Sack of potatoes, by Torstan Detlaff from Pexels

“Hey, Johnny, what’s for dinner?”
I peered into the galley window. John had a truly enormous lump of frozen mince wedged into the top of a cooking pot and was attempting to pour a sack of muddy potatoes around the sides.
“Spuds and mince, good Irish meal,” he announced proudly.
I rolled my eyes. “I’m not even going to discuss the mince with you. Wash the spuds.”
He turned his appalled gaze towards me. “But sure, if I wash the spuds, they’ll be after tasting of fairy liquid!”
I decided that overhauling the fire hydrant could wait, and went inside to teach him how to wash potatoes. There’s a definite downside to sailing on a ship without a cook.

The potatoes were duly washed, water was added, and the whole mess was melting into the cooking pot, so I went back outside to work on my fire hydrant. Just as I attacked the first bolt, I heard Jim, the other AB walk into the galley. For reasons I’m sure you’ll understand, we tried to keep a close eye on John when it was his turn to cook.

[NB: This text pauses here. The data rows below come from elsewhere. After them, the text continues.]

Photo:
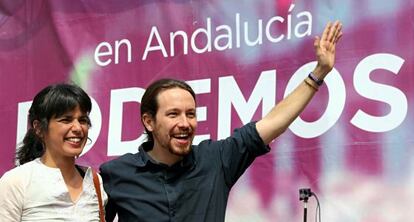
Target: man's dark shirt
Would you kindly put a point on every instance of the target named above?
(194, 189)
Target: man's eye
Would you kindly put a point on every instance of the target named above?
(191, 115)
(174, 114)
(65, 120)
(84, 121)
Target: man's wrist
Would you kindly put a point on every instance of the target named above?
(315, 79)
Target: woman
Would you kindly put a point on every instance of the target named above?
(48, 185)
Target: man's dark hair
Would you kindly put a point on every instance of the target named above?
(149, 102)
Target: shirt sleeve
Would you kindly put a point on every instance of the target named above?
(11, 196)
(110, 207)
(238, 152)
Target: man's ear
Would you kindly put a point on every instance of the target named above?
(148, 121)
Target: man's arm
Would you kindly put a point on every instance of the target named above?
(286, 111)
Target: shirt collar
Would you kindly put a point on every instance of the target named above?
(143, 159)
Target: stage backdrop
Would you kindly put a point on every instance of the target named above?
(352, 145)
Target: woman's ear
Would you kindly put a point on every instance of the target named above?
(148, 121)
(36, 127)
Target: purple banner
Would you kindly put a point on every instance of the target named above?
(352, 145)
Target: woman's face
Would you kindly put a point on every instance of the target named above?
(67, 134)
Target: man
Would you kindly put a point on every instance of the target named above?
(171, 180)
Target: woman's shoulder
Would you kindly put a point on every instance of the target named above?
(18, 175)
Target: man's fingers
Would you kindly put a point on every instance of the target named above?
(325, 34)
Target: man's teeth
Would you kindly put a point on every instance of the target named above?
(181, 135)
(75, 140)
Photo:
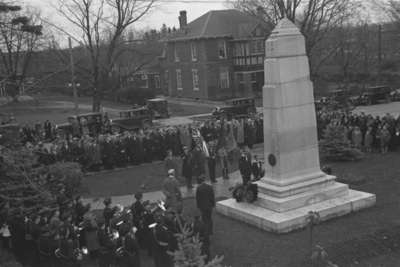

“Hey, Johnny, what’s for dinner?” asked Jim.
The predictable answer of, “Spuds and mince,” floated out.
“Have you put any herbs in with the mince?”
“Herbs? What the f&*# are you on about, herbs?”
“Herbs. We got herbs with the stores in Amsterdam. Did you put any in with the mince?”

I couldn’t help it: I peeped in the window. John looked horrified.
“What would I be putting that in the food for?”
“Not those herbs, you f*$%ing Irish idiot!” growled Jim, as he started searching the galley cupboard. I laughed so hard that I had to sit down. It was quite some time before I got back to my fire hydrant.

For the curious, we all managed to survive John’s week in the galley. I’m still not entirely sure how.

All names changed to protect the innocent.